The Onobasulu situation and my work: Because of the challenges described above, I became a curriculum development facilitator for the Onobasulu elementary school teachers. Instead of everyone doing their own thing, we came together and created a unified curriculum for three years of Elementary. This curriculum included everything the government policy was asking for and more. It allowed the students to learn in Onobasulu but them slowly introduced English with lots of aids and materials to make it easier on the teacher as well. It was also created in such a way that it could hopefully be reproduced and tweaked to fit other language groups. They could gain the benefits of a unified curriculum with a bit less work. And although I did a lot of the computer, printing, organization and grunt work, the end result was something that had the Onobasulu, Papua New Guinean stamp. It was my co-workers and the Onobasulu Elementary school teachers who did the leg work. It was hard work but a huge step ahead for the Onobasulu community. A huge step ahead for all the Onobasulu kids!
The New Education Policy: Yesterday I received an email with the new Papua New Guinea education policy. You can click on the link to read it if you are interested but basically it says that as of this year, all Elementary education will be done in English and English will be taught as a subject.

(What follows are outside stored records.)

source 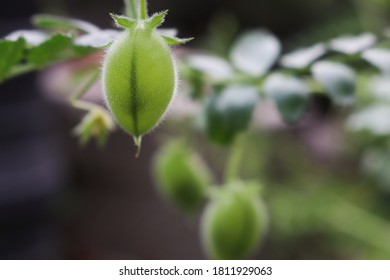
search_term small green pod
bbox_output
[201,183,268,260]
[154,141,212,214]
[102,25,177,148]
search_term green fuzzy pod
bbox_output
[154,142,212,214]
[102,25,177,142]
[201,184,267,260]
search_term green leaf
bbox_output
[312,61,356,105]
[230,30,281,76]
[27,34,84,67]
[146,10,169,29]
[368,75,390,102]
[32,14,100,33]
[161,35,194,45]
[5,30,48,46]
[264,74,310,123]
[362,48,390,74]
[280,43,327,69]
[0,38,26,82]
[329,33,376,54]
[186,54,233,81]
[157,28,178,37]
[110,13,137,28]
[347,104,390,136]
[206,85,258,145]
[74,29,121,49]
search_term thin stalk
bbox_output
[125,0,138,19]
[225,134,244,182]
[139,0,148,19]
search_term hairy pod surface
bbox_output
[102,24,177,144]
[201,184,267,260]
[154,141,212,214]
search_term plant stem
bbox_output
[225,134,244,182]
[139,0,148,19]
[124,0,138,19]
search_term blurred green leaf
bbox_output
[264,73,310,123]
[5,30,48,46]
[74,29,121,48]
[0,38,26,82]
[32,15,100,33]
[362,48,390,73]
[27,34,74,67]
[206,85,258,144]
[312,61,356,105]
[280,43,327,69]
[347,104,390,136]
[368,75,390,101]
[157,28,178,37]
[187,54,233,81]
[74,109,114,147]
[27,33,97,68]
[230,30,281,76]
[329,33,376,54]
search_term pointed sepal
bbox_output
[146,10,169,29]
[110,13,137,28]
[161,35,194,45]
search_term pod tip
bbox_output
[134,136,142,158]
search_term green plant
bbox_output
[0,0,390,259]
[102,0,191,155]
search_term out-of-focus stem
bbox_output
[125,0,138,19]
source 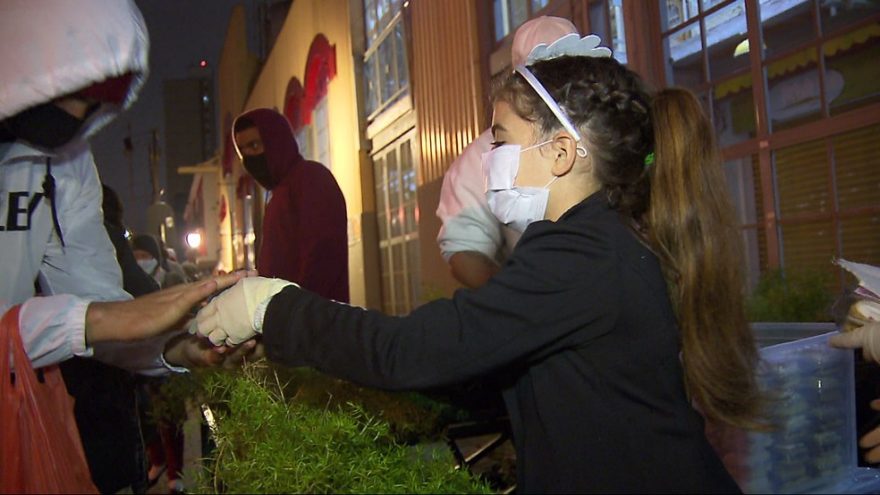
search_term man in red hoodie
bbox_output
[233,108,349,302]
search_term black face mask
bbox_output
[3,103,83,151]
[242,153,275,189]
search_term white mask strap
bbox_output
[519,139,553,153]
[514,65,586,143]
[519,139,587,158]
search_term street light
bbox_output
[186,232,202,249]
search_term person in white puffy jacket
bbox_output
[0,0,253,375]
[437,16,578,288]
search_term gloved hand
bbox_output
[828,322,880,363]
[190,277,299,346]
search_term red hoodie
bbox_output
[239,108,349,302]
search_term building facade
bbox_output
[205,0,880,314]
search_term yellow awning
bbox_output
[715,23,880,100]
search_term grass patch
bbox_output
[195,361,492,493]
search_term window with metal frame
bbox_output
[373,131,421,315]
[659,0,880,292]
[364,0,409,120]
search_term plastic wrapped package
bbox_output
[707,333,880,493]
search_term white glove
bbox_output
[190,277,299,345]
[828,322,880,363]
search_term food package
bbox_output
[837,259,880,332]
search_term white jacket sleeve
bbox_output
[0,295,92,368]
[40,148,170,375]
[437,130,504,261]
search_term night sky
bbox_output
[92,0,259,231]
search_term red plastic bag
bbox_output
[0,306,98,493]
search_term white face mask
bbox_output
[138,258,159,275]
[481,141,558,232]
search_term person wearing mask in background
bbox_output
[165,244,195,282]
[196,44,767,493]
[60,184,159,493]
[131,234,186,289]
[0,0,260,483]
[233,108,349,302]
[0,0,253,380]
[131,234,186,493]
[436,16,578,288]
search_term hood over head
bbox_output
[0,0,149,141]
[510,15,578,67]
[232,108,303,190]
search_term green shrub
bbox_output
[746,269,832,322]
[196,362,492,493]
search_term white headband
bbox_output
[514,65,581,143]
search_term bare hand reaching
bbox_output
[86,271,256,344]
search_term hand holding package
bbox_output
[191,277,298,345]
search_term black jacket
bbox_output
[264,193,738,493]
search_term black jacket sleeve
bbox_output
[263,222,619,389]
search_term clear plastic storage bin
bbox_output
[708,333,880,493]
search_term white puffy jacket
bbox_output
[0,0,174,374]
[437,130,522,263]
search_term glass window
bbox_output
[759,0,818,62]
[819,0,880,36]
[840,213,880,265]
[767,48,822,131]
[663,23,705,89]
[724,155,767,290]
[373,132,421,315]
[660,0,880,296]
[589,0,627,64]
[780,220,837,273]
[706,0,749,81]
[364,0,409,119]
[831,125,880,211]
[712,82,756,147]
[774,140,833,220]
[660,0,699,31]
[822,26,880,115]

They are blaming vernacular for the poor standard of English in the country. And while there are clauses that give us hope, only allowing the use of vernacular in “exceptional cases” is a far cry from giving children and education in a language they understand. I admit producing English only materials, creating a unified curriculum and providing education in more urban areas are all simplified with the use of English. They also explicitly state that this is an English only policy and not to be confused with using Tok Pisin (an English based pigin which is widely spoken). This sounds good in theory but without teachers who really speak English well, pigin is inevitably going to be used.

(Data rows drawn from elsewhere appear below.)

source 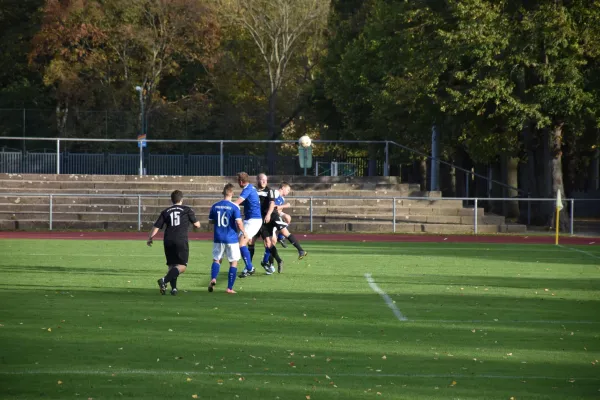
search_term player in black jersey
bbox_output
[256,174,283,275]
[146,190,200,296]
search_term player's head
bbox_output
[223,183,233,199]
[279,181,292,196]
[256,173,267,189]
[237,172,250,187]
[171,190,183,204]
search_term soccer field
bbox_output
[0,240,600,400]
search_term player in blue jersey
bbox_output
[234,172,263,277]
[208,183,246,294]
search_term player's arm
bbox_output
[188,208,200,229]
[265,190,275,224]
[233,186,250,206]
[277,203,292,211]
[146,226,160,246]
[235,218,248,238]
[146,213,165,246]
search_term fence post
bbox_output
[219,140,225,176]
[48,195,52,230]
[392,197,396,233]
[138,194,142,232]
[56,139,60,175]
[310,197,312,233]
[474,197,479,235]
[527,193,531,226]
[383,140,390,176]
[23,108,27,153]
[571,199,575,236]
[465,171,471,204]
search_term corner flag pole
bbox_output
[554,189,563,245]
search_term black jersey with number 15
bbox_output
[154,205,198,242]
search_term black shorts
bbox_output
[164,241,190,265]
[260,213,287,239]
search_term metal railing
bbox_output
[0,192,600,235]
[0,136,389,176]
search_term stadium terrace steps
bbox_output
[0,174,526,234]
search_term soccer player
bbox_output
[256,173,282,275]
[146,190,200,296]
[234,172,263,278]
[262,182,308,273]
[208,183,246,294]
[275,184,292,245]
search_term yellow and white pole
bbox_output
[554,189,563,245]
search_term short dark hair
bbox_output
[223,183,233,196]
[171,190,183,204]
[237,172,250,183]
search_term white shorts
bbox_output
[213,243,242,262]
[240,218,262,239]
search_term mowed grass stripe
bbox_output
[0,240,600,400]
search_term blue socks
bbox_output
[240,246,254,271]
[263,247,271,264]
[210,261,221,279]
[227,267,237,290]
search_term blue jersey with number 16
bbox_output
[208,200,242,244]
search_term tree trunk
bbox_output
[454,146,469,197]
[502,155,519,218]
[549,122,568,231]
[267,92,280,175]
[588,149,600,191]
[56,101,69,137]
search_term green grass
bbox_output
[0,240,600,400]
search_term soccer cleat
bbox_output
[260,261,270,275]
[263,264,275,275]
[238,268,256,278]
[158,278,167,295]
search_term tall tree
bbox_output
[220,0,329,140]
[30,0,219,139]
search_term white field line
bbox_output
[365,274,407,321]
[0,369,600,381]
[409,318,600,325]
[558,244,600,260]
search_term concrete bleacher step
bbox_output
[0,174,525,233]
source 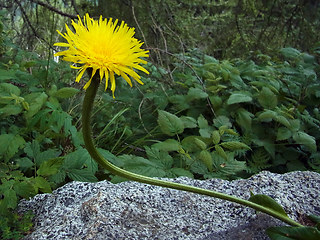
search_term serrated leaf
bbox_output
[211,130,221,144]
[214,145,228,161]
[277,127,292,141]
[292,131,317,152]
[236,108,254,131]
[220,141,251,151]
[180,116,197,128]
[152,139,181,152]
[53,87,80,98]
[199,150,213,172]
[258,87,278,109]
[258,110,277,121]
[170,168,194,179]
[0,104,22,117]
[187,88,208,101]
[249,194,288,217]
[13,181,36,199]
[227,92,252,105]
[144,146,173,169]
[194,138,207,150]
[37,158,63,177]
[266,226,320,240]
[213,116,232,129]
[25,92,48,119]
[0,188,18,210]
[0,134,26,162]
[158,110,184,136]
[0,83,21,96]
[31,176,52,193]
[274,116,290,128]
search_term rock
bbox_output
[19,172,320,240]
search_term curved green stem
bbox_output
[82,74,302,227]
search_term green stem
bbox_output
[82,74,302,227]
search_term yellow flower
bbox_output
[54,14,149,97]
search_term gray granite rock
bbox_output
[19,172,320,240]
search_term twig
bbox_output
[31,0,78,19]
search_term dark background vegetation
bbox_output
[0,0,320,239]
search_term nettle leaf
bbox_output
[277,127,292,141]
[236,108,254,131]
[213,116,232,128]
[152,139,182,152]
[227,91,252,105]
[144,146,173,169]
[187,88,208,101]
[37,158,63,177]
[0,104,23,117]
[180,116,198,128]
[53,87,80,98]
[258,87,278,109]
[0,83,21,96]
[249,194,288,217]
[25,92,48,119]
[266,226,320,240]
[292,131,317,152]
[214,145,228,161]
[258,110,277,122]
[119,155,166,177]
[220,141,251,151]
[169,168,194,179]
[30,176,52,193]
[194,138,207,150]
[211,130,221,144]
[158,110,184,136]
[13,181,36,198]
[0,134,26,162]
[199,150,213,172]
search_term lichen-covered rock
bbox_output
[19,172,320,240]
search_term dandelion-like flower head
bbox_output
[54,14,149,97]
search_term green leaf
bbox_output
[31,176,52,193]
[211,130,221,144]
[258,87,278,109]
[158,110,184,136]
[0,83,21,96]
[16,157,34,172]
[236,108,254,131]
[25,92,48,119]
[199,150,213,172]
[213,115,232,128]
[266,226,320,240]
[249,194,288,217]
[13,181,36,199]
[37,158,63,177]
[53,87,80,98]
[187,88,208,101]
[194,138,207,150]
[220,141,251,151]
[144,146,173,169]
[277,127,292,141]
[0,134,26,162]
[214,145,228,161]
[292,131,317,152]
[227,92,252,105]
[152,139,181,152]
[180,116,197,128]
[169,168,194,179]
[280,47,301,60]
[0,104,22,117]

My feelings on the subject: It’s a good thing I am writing this today and not yesterday. My first reaction was very angry because this was basically three years of my life and work that I was proud of that the government just told me was no longer valid. Then I was really sad for all my sweet Onobasulu kids who now have even less of a chance at succeeding in formal education because of this policy. And then I just kept running through my head all of the things wrong with the new policy. Like I said before, the vernacular education policy wasn’t perfect and there were huge hurdles to overcome. However, the science and research behind it was sound. Children who are educated in the language they know and understand best while learning another language as a subject, in the end end up with a better knowledge and grasp of both languages and they also retain more of the other subjects they learned because they could understand what the teacher was saying. And the teachers already have such poor level of English that they are also at a disadvantage. At this point I am just shaking my head.

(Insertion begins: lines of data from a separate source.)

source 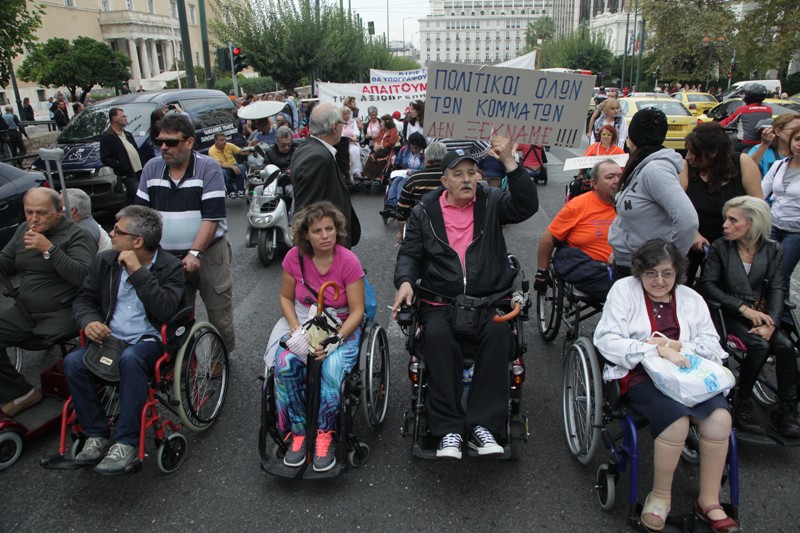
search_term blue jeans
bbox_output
[769,226,800,300]
[222,164,247,193]
[64,341,164,446]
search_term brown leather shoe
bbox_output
[0,389,44,417]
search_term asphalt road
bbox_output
[0,145,800,532]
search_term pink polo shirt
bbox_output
[439,191,475,275]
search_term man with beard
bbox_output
[136,114,236,353]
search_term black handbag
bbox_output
[83,335,131,383]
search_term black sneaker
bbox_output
[436,433,462,459]
[733,399,764,435]
[314,429,336,472]
[469,426,504,455]
[770,402,800,439]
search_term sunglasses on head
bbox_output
[156,138,185,148]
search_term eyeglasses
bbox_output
[155,137,186,148]
[642,270,675,280]
[111,224,141,237]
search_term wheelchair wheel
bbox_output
[157,433,188,474]
[563,337,603,465]
[0,430,22,472]
[595,463,619,512]
[360,324,389,429]
[173,322,228,431]
[536,265,564,342]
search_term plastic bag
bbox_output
[642,354,736,407]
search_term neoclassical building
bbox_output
[0,0,216,118]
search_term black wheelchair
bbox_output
[536,261,603,350]
[397,255,531,461]
[258,317,390,479]
[706,300,800,447]
[562,337,739,532]
[39,307,229,474]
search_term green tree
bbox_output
[735,0,800,79]
[19,37,130,101]
[0,0,44,86]
[541,25,614,72]
[525,15,556,48]
[641,0,736,80]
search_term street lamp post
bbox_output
[702,35,725,91]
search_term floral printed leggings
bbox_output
[275,328,361,435]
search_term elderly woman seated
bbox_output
[698,196,800,438]
[594,239,739,533]
[265,201,365,472]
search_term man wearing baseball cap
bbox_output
[393,137,539,459]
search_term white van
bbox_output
[722,80,782,101]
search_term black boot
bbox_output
[733,398,764,435]
[770,402,800,439]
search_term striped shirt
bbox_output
[136,153,228,256]
[395,165,442,222]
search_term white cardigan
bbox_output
[594,277,728,381]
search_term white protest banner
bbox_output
[564,154,628,170]
[317,82,426,118]
[425,63,595,148]
[369,68,428,83]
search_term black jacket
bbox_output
[394,167,539,297]
[72,247,186,330]
[697,238,786,324]
[100,127,152,176]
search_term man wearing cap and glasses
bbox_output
[393,137,539,459]
[136,114,236,353]
[64,205,185,474]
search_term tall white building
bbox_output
[419,0,553,65]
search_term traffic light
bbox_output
[216,48,231,72]
[233,46,247,74]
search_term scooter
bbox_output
[244,165,293,266]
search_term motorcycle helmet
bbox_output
[742,83,768,104]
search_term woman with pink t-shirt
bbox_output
[265,201,365,472]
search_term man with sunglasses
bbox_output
[64,205,185,475]
[100,107,147,205]
[136,115,236,353]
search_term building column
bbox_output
[139,39,153,79]
[128,39,142,80]
[150,40,161,76]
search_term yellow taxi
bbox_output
[672,91,719,116]
[698,98,800,122]
[619,95,700,151]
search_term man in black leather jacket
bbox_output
[64,205,185,474]
[393,137,539,459]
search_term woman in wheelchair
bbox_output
[698,196,800,438]
[594,239,739,533]
[268,201,365,472]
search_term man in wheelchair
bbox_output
[533,159,622,302]
[64,205,185,474]
[393,137,538,459]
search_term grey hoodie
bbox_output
[608,150,696,268]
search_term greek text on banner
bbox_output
[425,63,595,148]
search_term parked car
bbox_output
[0,163,47,250]
[33,89,246,211]
[619,95,699,151]
[698,98,800,122]
[672,91,719,117]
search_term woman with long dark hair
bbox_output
[608,107,698,278]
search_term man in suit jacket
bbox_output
[289,102,361,246]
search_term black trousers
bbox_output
[725,314,797,402]
[420,304,514,437]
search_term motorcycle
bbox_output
[244,165,293,266]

Moving forward: SIL and Wycliffe are still committed to vernacular Education and hopefully the Onobasulu schools will be able to continue using the vernacular materiels. The idea is just to give the schools another name and keep teaching in vernacular until the policy changes again. There are enough people in PNG on the ground who realize the misguided nature of this new policy so hopefully it will swing back and change once again. But for me I will just sit back and watch from California and pray for the schools, the educators, the policy makers and the children. Please join me in praying for insight and change.